Será assim que, na Constituinte de 1946, se para a esquerda o partido não defendia de forma suficiente uma trajetória independente e autônomo para a classe trabalhadora com sua postura ambígua diante das greves, para a direita, era exatamente o partido que estava por trás de todas as mobilizações; em 1964, se para a esquerda o partido defendia propostas reformistas e seguia de reboque ao populismo, para a direita, os comunistas estavam por trás da república sindicalista; ao longo dos anos de chumbo, se para a esquerda o partido continuava equivocado ao defender, em termos de frente democrática, a via pacífica de enfrentamento contra a ditadura, para os generais o perigo era o mesmo e o partido, ainda que sem pegar em armas, sofreu tão duramente quanto os grupos guerrilheiros; e já no período de inflexão dos governos militares, em fins dos anos setenta, quando a esquerda criticava o partido por sua postura reformista e negocista frente ao regime, os conservadores, quando da reforma partidária, que inclusive possibilitou a existência legal de setores mais à esquerda, não proporcionaram aos comunistas a legalidade que só virá, tardiamente, em 1985.

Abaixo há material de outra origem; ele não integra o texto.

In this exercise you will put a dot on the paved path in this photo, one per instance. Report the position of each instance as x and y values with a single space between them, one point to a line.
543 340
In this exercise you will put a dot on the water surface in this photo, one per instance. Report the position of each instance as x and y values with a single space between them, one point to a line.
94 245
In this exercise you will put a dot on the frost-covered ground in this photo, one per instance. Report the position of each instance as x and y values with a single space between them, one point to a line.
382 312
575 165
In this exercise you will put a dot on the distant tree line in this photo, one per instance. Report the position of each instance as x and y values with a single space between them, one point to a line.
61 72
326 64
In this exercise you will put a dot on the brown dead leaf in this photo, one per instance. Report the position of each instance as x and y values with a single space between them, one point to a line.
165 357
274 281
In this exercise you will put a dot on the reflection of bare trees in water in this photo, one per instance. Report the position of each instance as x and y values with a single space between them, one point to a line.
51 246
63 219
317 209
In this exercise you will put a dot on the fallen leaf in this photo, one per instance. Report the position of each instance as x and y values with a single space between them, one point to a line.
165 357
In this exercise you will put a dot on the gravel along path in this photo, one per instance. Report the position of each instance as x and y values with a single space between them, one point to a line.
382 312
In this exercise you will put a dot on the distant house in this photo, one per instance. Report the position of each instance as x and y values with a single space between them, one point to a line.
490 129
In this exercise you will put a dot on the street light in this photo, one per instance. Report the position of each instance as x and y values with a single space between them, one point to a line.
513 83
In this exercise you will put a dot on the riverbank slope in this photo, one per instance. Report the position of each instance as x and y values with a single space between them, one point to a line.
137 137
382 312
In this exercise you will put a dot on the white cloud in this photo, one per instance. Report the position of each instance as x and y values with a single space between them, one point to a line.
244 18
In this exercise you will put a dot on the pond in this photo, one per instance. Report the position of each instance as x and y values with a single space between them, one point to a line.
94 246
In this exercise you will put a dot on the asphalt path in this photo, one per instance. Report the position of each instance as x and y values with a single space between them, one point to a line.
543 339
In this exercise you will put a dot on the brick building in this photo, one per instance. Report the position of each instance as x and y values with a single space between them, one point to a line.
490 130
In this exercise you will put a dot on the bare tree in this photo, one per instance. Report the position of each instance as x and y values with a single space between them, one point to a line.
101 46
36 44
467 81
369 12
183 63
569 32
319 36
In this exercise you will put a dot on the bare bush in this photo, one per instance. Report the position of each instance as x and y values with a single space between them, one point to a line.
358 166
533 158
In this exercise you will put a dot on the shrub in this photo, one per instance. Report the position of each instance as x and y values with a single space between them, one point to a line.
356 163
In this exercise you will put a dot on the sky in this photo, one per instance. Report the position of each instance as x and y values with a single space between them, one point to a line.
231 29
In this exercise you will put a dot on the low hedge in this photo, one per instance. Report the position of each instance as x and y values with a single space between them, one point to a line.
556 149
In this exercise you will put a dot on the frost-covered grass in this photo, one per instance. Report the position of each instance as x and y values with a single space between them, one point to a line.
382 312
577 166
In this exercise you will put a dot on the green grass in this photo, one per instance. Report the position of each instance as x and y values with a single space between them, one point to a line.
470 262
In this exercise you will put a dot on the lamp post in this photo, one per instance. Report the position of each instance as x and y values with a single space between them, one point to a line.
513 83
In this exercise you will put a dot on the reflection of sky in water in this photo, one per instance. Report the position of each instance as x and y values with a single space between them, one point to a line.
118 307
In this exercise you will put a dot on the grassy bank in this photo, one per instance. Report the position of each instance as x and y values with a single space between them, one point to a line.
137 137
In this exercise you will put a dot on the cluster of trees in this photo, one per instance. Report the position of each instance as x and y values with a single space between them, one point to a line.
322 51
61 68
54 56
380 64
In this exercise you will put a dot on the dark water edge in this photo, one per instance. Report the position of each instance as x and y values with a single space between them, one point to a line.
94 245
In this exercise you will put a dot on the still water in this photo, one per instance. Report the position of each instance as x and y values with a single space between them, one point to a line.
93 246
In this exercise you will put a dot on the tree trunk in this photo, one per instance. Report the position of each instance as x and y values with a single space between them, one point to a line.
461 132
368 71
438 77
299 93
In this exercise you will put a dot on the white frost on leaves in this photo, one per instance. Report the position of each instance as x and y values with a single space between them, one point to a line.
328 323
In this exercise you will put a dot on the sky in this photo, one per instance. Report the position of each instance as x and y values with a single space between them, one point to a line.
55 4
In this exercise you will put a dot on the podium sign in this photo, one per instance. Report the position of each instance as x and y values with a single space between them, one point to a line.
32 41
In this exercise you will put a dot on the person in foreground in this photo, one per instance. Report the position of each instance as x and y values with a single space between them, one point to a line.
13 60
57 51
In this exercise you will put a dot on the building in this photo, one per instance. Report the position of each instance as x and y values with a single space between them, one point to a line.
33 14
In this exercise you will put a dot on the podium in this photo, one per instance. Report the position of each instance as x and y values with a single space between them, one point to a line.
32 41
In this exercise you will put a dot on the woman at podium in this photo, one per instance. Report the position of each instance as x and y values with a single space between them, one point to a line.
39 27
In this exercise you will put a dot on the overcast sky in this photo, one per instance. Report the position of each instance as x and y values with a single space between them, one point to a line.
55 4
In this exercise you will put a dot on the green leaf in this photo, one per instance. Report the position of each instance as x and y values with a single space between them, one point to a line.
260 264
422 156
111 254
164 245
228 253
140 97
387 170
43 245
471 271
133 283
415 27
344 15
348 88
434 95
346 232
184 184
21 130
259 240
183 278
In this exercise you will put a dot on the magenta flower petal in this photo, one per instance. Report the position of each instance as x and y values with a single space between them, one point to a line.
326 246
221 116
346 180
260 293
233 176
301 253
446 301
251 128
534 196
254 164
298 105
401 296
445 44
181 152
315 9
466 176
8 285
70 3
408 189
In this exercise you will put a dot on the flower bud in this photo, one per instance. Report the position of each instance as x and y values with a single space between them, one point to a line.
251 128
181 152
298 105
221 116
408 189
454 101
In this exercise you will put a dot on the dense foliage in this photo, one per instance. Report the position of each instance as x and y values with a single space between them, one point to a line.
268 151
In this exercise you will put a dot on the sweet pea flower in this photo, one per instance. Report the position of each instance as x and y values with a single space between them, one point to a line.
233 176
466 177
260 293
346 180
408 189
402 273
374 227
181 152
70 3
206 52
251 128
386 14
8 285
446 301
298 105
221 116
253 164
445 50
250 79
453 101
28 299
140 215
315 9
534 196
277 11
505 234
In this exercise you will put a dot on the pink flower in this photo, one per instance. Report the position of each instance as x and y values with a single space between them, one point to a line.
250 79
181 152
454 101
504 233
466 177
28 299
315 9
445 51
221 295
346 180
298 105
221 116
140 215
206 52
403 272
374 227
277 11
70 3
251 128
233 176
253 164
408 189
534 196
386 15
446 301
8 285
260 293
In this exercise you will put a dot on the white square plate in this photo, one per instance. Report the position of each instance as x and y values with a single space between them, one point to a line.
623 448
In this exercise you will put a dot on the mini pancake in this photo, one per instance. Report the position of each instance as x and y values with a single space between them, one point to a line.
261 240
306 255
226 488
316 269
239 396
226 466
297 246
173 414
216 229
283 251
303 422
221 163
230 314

Na maior parte do período, ao mesmo tempo em que busca seguir uma orientação política moderada, cheia de cautela, o PCB tenta lidar com uma realidade bastante dinâmica e que o empurrava para posturas nem sempre consentâneas com suas formulações.[7] Esta será a marca e a contradição da inserção do partido no período. Se buscava ser confiável e aceitável ao sistema político, tentando evitar greves, mobilizações, etc., o partido teve que aceitar e incorporar as práticas vindas de sua militância e da própria classe trabalhadora que pareciam pouco afeitas à lógicas de ação afastadas de sua realidade. É assim, que ainda que com retardo, a agremiação tem de passar a ser mais flexível com relação às greves em 1946; trabalhar no sentido das reformas de base “na lei ou na marra”, no início dos anos sessenta; e se integrar aos setores sindicais combativos no início dos anos noventa. Analisando as contradições na prática do partido no início dos anos ‘60,
Era como se o partido tivesse uma linha oficial conciliadora, mas, diante do movimento social em radicalização, tivesse de assumir, pelo menos em parte, esta radicalização, senão perderia bases e influência política. Mas isso acabava tendo implicações na linha política.[8]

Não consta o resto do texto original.